Kent Economics Research Seminars, Autumn Term 2023

Ali Sen (University of Cambridge)

Structural Change at a Disaggregated Level: Sectoral Heterogeneity Matters

Abstract: I analyze a disaggregated structural change model that takes into account the heterogeneity within the broadly defined sectors of the economy. The positive correlation between nominal and real value-added shares of the services, a fact that discredits CES preferences commonly applied in the structural change literature, largely reflects the heterogenous make-up of the services. I show that a model where the service industries with high-productivity growth are separated from the rest of the services can generate this positive correlation without any income effects. Consistent with the stylized facts, the disaggregated structural change model I consider implicates a hump-shaped pattern for the relative price of investment against consumption. Concerning structural change within investment the results of the disaggregated model in general contrast with the existing literature.

Fri September 29, 12:00-13:00, SIBSR7

 

Esther Gehrke (Wageningen University)

Regulating Manufacturing FDI: Local Labor-Market Responses to a Protectionist Policy in Indonesia

Abstract:We analyze the effect of rising protectionism towards foreign direct investment (FDI) on employment and domestic firm creation, exploiting revisions in Indonesia’s highly-granular negative investment list, and spatial variation in the exposure of the manufacturing sector to these investment restrictions. Rising restrictions caused employment gains at the local level, both in the manufacturing as well as in the services sector. The documented employment gains go along with a reorganization of the local production structure: local exposure to FDI restrictions is linked to new firm entries in the manufacturing sector that are concentrated among micro and small enterprises. Spillover-effects to the services sector seem to be driven by a rise in immigration and benefited medium to large enterprises the most, potentially because these were better able to respond to the increased demand for local services.

Wed 4th October 13:00-14:00

 

Tim Willems (Bank of England)

Battle of the markups: conflict inflation and the aspirational channel of monetary policy transmission      

Abstract: After the post-Covid rise in inflation, a debate has emerged whether this inflation is “seller-driven” and, if so, how policy should respond. We build a model to capture the underlying distributional conflict between wage- and price-setters both wishing to attain a certain markup.
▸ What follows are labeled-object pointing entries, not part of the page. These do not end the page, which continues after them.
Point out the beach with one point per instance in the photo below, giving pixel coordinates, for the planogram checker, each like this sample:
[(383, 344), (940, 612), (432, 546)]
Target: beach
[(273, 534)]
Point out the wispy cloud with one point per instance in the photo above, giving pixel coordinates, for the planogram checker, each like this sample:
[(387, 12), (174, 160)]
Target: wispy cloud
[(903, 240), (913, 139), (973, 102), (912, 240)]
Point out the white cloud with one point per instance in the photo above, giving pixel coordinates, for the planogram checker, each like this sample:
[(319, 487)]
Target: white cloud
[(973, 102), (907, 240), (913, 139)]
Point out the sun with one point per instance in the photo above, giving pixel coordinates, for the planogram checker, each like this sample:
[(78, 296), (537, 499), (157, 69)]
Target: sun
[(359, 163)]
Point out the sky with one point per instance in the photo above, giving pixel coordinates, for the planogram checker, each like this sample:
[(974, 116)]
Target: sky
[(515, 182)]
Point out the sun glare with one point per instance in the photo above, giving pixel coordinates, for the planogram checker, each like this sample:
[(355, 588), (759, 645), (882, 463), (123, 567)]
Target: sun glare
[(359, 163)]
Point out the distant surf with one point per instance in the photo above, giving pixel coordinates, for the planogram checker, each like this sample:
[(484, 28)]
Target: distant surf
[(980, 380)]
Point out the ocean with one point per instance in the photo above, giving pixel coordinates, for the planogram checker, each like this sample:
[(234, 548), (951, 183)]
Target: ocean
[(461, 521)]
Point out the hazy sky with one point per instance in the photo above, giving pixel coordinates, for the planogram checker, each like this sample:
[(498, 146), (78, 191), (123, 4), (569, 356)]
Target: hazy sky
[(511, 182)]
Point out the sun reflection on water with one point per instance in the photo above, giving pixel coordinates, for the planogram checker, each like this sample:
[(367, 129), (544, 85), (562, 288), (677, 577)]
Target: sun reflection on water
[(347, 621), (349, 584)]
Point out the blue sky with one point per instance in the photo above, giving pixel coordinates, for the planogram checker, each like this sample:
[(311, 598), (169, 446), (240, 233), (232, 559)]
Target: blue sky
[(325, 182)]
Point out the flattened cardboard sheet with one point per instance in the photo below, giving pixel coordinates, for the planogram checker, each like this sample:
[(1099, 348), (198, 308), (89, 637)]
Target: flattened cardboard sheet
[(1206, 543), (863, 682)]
We highlight a new “aspirational channel” of monetary transmission: by influencing cyclical conditions, a central bank can control inflation through affecting markup aspirations of workers and firms. We establish conditions under which an inflationary situation characterized by inconsistent aspirations requires a reduction in economic activity, to push demands of workers and firms towards consistency. We find that countercyclical markups and/or a flat Phillips curve call for more “dovish” monetary policy (responding less to inflation deviations, more to the output gap). Estimating price markup cyclicality across 43 countries, we find that contractionary monetary shocks indeed have stronger anti-inflationary effects in countries with greater markup procyclicality.

Friday October 6, 12:00-13:00, KENSR7

 

Laura Mayoral (Institute for Economic Analysis and Barcelona School of Economics)

Economic development in pixels: The limitations of nightlights and new spatially disaggregated measures of consumption and poverty

Abstract: Satellite measures of nightlights are frequently used as proxies for economic development, even though they are limited by their lack of a substantively interpretable metric and by substantial measurement error. This paper develops a method for estimating consumption and poverty in 10x10km cells that addresses both limitations. The foundation of the method is a mathematical framework for combining individual-level surveys of asset ownership with country level economic data to produce a new measure of spatially disaggregated consumption per capita. We use the new data to illustrate why analyses using nightlights can be expected to generate biased results due to non-classical measurement error. By revisiting two papers on institutions and economic development, we show that the measurement error can lead to both amplification bias and attenuation bias.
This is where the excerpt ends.